Che succede al Nord? Quanto regge il Nord, cosa farà il Nord? Se lo chiedono in molti, dopo la svolta della Lega, che si è spostata su posizioni sovraniste e al governo ha portato avanti misure di stampo assistenzialista come il reddito di cittadinanza (insieme ai 5 Stelle che ne era l'artefice) e anche una linea incerta in tema di autonomia e infrastrutture, vedi la tanto dibattuta Tav.
Adesso, qualche risposta su ciò che politicamente potrà accadere al Nord comincia ad arrivare. E comincia ad arrivare da chi il Nord lo conosce bene. Primo fra tutti l'ex governatore lombardo Roberto Maroni, che ieri ha rilasciato un'intervista a proposito di una nuova forza politica a trazione «nordista». «Si può essere sovranisti e insieme autonomisti e ad oggi quest'area non ha un reale interlocutore» ha detto l'ex governatore ed ex ministro, tra i fondatori della Lega, intervistato da Repubblica. «Non ha più senso parlare di centrodestra, con un'area moderata e una populista - ha detto - esiste solo un'area sovranista e al suo interno c'è spazio per una componente centralista e un'altra autonomista». «La Lega è il partito egemone - avverte Maroni - . Ma i ceti produttivi sono presenti soprattutto al Nord e hanno bisogno di una rappresentanza particolare». «Il mio auspicio è che l'avanzata della Lega serva a rafforzare le risposte necessarie per la questione settentrionale e non il contrario».

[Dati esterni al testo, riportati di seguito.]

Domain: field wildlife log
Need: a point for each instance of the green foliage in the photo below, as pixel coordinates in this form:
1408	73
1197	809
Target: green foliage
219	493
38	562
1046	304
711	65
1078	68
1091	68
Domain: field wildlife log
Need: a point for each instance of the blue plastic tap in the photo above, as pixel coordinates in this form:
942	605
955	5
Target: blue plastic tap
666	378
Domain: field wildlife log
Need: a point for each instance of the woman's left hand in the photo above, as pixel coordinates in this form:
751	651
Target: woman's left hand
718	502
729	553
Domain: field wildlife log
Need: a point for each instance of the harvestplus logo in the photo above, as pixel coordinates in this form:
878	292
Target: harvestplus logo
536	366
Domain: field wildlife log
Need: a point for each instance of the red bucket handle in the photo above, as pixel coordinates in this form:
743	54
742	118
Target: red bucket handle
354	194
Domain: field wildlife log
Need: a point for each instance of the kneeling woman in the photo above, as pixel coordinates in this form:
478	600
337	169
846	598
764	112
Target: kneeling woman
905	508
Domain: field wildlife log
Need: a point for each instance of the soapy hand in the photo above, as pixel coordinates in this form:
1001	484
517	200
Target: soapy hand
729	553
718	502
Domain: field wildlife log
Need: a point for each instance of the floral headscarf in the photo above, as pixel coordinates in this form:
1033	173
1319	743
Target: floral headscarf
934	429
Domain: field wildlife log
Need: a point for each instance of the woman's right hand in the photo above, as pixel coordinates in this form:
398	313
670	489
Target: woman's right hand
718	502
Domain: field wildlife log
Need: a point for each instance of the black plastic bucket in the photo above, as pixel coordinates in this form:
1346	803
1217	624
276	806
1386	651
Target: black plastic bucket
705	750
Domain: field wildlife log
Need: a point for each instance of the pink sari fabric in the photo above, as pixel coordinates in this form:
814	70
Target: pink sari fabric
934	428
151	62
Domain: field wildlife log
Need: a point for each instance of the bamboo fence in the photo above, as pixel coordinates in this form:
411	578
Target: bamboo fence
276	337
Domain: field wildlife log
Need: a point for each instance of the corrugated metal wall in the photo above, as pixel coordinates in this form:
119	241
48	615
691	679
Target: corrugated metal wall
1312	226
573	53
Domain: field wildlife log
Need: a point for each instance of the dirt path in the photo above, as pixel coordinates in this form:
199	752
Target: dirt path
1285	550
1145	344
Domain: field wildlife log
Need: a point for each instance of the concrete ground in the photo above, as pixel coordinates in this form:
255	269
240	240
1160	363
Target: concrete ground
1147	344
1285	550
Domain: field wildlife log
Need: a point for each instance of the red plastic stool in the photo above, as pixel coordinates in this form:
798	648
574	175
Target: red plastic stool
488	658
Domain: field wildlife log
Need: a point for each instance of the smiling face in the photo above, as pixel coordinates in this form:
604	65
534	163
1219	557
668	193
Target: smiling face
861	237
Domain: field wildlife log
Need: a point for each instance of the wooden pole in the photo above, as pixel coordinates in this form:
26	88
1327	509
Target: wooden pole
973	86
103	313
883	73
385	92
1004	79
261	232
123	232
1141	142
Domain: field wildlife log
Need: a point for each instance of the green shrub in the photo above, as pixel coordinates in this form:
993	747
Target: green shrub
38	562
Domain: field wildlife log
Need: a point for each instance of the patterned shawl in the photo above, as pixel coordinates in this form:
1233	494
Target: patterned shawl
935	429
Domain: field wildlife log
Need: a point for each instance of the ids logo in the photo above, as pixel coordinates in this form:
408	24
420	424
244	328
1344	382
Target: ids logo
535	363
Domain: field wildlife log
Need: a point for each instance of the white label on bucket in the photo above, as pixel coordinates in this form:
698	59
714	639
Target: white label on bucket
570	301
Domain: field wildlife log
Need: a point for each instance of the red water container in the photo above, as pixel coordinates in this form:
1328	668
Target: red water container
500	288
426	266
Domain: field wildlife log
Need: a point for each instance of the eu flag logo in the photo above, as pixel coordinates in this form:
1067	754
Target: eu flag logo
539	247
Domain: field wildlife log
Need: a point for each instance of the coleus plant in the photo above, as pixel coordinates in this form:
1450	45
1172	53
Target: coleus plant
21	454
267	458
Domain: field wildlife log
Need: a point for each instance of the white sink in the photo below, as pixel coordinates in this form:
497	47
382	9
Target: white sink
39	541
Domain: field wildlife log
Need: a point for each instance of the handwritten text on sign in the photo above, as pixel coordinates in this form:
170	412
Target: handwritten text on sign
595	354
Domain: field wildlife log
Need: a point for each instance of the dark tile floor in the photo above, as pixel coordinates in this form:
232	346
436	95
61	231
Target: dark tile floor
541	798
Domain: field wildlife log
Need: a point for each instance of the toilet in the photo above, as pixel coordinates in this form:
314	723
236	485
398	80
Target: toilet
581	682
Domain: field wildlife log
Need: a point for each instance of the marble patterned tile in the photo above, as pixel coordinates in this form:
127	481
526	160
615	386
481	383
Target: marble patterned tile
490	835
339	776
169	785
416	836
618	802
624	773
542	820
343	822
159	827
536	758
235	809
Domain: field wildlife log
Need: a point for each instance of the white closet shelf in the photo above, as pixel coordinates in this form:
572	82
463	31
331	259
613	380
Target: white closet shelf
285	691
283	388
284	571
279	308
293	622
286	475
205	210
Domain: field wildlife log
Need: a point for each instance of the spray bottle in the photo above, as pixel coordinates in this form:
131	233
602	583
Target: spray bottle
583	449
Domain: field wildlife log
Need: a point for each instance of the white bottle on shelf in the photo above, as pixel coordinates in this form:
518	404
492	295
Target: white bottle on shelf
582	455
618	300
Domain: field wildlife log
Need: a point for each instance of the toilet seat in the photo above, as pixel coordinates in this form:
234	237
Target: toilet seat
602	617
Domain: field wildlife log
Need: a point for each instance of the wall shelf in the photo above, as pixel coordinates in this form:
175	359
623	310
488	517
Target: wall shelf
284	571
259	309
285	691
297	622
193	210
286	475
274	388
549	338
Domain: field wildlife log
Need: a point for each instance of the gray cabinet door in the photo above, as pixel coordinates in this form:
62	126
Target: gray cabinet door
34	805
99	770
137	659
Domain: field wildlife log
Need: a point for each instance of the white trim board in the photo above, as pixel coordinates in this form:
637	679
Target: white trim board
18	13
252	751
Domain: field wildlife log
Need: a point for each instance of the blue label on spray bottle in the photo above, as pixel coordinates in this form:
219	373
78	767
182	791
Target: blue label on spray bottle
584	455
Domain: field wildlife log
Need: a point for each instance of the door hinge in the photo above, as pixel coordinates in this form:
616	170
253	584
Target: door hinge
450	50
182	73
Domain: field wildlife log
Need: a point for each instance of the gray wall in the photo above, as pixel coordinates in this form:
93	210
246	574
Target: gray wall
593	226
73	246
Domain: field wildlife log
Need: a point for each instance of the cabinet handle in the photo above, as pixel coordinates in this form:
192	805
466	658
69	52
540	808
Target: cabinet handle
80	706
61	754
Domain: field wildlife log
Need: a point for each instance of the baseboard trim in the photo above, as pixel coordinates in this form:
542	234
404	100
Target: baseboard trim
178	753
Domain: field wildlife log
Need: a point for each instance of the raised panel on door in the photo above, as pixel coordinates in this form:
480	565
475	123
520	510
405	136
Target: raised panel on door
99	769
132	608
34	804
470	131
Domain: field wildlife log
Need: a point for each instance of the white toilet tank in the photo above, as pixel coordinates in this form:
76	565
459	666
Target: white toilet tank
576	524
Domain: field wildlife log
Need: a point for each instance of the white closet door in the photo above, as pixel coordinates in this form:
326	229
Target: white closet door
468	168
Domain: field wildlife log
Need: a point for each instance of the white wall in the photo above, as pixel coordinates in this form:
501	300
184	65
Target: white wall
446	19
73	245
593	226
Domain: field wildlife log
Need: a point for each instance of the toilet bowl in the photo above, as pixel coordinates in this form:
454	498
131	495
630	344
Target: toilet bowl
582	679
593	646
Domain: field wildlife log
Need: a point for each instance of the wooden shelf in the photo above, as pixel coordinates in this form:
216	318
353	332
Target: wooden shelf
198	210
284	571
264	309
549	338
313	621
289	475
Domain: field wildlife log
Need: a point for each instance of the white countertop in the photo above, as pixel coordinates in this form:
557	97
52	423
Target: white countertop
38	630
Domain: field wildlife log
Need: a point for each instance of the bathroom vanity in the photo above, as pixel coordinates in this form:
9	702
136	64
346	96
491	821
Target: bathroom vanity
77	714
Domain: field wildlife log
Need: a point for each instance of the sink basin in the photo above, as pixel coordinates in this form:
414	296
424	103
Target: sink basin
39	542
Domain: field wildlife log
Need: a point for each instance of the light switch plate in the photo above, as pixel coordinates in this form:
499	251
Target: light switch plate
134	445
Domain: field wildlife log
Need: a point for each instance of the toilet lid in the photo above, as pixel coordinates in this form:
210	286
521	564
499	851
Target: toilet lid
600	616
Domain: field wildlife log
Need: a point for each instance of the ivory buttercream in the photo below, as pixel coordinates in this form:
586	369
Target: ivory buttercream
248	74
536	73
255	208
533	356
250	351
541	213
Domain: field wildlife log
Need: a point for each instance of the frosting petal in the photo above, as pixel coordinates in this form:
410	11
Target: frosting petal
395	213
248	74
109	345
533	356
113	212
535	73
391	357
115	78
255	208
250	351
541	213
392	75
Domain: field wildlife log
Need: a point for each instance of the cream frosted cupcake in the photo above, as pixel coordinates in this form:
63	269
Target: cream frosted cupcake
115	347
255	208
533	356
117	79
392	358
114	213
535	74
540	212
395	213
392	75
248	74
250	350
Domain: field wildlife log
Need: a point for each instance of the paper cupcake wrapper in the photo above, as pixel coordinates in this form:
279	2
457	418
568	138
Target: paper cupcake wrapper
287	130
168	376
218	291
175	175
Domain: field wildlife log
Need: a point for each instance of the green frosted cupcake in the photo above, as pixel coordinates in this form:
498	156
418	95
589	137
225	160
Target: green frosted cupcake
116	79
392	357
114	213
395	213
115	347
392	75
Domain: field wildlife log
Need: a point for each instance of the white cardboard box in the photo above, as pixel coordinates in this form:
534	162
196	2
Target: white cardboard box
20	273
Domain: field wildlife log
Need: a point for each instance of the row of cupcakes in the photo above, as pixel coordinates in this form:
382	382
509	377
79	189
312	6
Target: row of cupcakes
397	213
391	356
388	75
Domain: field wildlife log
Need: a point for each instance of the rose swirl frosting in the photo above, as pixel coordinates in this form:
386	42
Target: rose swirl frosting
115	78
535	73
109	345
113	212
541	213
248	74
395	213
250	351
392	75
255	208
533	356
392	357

Sulle parole di Maroni, sollecitato dal Giornale interviene anche Gianni Fava, che di Maroni è stato assessore e di Salvini avversario alle primarie della Lega nel maggio del 2017 - non sono passati neanche 2 anni - ottenendo un discreto risultato peraltro nel voto dei militanti milanesi. «Si sente la mancanza di un partito liberale e laico del Nord. La gente ce lo chiede in continuo ormai. Prima o poi sono convinto nascerà - dice l'ex assessore, che resta membro del Consiglio federale della Lega ed esponente della sua anima indipendendista - Non so per opera di chi, ma sono certo succederà e lo scenario politico sarà destinato a cambiare di nuovo. Per adesso conviene completare la battaglia per la prima fase di autonomia. Con o senza i partiti. Con la gente del Nord e senza intermediazioni. Sul modello catalano». «In tanti - prosegue - guardano a contenitori politici apartitici in questo momento. Si spiega così il successo crescente, fra molti militanti della Lega Nord e non solo, della rete 22 ottobre. Un'organizzazione che non vuole diventare cartello elettorale ma che vuole incidere sulla opinione pubblica partendo dai milioni di cittadini lombardi e veneti che il 22 ottobre 2017 sono andati in massa a votare per chiedere autonomia».
«A quelli - conclude Fava - non piace il reddito di cittadinanza e spesso faticano anche a digerire battaglie come quella per quota 100. Lì dentro ci sono i ceri produttivi del Nord che cercano nuove forme di rappresentanza».